I am a Kotlin newbie , i am slightly confused with nullable types, my main confusion is in understanding the infix to function. The to function is defined as :
public infix fun <A, B> A.to(that: B): Pair<A, B> = Pair(this, that)
As i understand , a nullable type is declared as “T?” and as per the above definition A is not a nullable type.
But in the IDE, when i write a statement like : val test = null to “NULL”
it compiles and produces a Pair<Nothing?,String>
Why does it produce “Nothing?” why not any other nullable type Like “Unit?” or “Any?”
Secondly if i were to write my own infix “to” which would prohibit nulls how would i declare that ?
I am enjoying kotlin by the way, sorry if this question has been answered before.
Generic type parameters without constraints imply nullability. If you do not want nulls you have to say it explicitly:
fun <A : Any> foo(value: A, nullableValue: A?)

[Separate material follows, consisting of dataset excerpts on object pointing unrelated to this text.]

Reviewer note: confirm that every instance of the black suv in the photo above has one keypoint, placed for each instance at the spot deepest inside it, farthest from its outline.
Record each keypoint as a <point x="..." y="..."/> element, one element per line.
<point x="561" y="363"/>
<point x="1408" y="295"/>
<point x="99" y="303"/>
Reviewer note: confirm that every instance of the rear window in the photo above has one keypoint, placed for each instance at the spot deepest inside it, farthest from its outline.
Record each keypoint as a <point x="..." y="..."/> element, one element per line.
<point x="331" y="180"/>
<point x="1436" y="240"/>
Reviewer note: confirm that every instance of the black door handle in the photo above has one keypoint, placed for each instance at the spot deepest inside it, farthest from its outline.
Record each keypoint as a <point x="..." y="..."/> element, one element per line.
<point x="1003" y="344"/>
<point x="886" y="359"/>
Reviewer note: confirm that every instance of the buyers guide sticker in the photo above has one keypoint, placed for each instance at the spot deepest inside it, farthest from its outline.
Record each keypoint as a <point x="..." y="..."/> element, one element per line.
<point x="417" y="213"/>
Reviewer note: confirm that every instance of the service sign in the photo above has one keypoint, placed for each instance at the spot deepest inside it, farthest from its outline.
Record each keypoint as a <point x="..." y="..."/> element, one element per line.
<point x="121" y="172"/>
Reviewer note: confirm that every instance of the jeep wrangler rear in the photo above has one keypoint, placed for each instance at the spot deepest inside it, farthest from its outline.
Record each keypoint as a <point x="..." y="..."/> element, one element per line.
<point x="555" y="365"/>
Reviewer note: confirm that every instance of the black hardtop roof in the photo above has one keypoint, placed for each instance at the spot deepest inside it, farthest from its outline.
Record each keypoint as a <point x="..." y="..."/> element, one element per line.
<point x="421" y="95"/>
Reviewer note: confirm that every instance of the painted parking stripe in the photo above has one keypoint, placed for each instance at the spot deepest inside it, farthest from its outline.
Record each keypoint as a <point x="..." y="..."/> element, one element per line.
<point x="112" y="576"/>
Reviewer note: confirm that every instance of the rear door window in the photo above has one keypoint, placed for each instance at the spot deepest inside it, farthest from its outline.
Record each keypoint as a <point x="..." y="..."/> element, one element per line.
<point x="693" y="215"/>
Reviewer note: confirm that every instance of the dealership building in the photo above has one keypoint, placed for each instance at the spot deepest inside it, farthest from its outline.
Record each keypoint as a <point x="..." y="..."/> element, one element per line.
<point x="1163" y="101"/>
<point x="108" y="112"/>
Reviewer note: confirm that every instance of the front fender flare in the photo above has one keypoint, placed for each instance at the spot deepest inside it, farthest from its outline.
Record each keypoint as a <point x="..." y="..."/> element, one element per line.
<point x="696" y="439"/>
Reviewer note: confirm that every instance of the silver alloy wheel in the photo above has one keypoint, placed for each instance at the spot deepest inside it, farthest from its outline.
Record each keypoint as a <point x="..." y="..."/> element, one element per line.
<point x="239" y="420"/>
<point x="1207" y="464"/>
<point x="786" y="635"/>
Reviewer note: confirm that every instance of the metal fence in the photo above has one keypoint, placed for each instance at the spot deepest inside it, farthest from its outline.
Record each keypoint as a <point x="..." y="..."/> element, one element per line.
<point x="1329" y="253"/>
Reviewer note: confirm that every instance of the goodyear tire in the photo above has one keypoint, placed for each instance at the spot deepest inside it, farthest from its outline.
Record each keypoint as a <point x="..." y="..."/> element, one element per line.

Note that the second parameter has nullability mark since A is non-nullable now.
As for null value, if I undestand it correctly, it has to have a type which is subtype of all other nullable types in order to be assignable to any variable with nullable type. This type is exactly Nothing?.
Not quite. A simple type parameter can be filled in by either a nullable or non-nullable type. If you don’t want the type to be nullable you can do so by making it inherit Any (eg. class Example<T:Any>(val member:T). If you specify T? as parameter or return type it means that independent of the nullability of T the value concerned is nullable.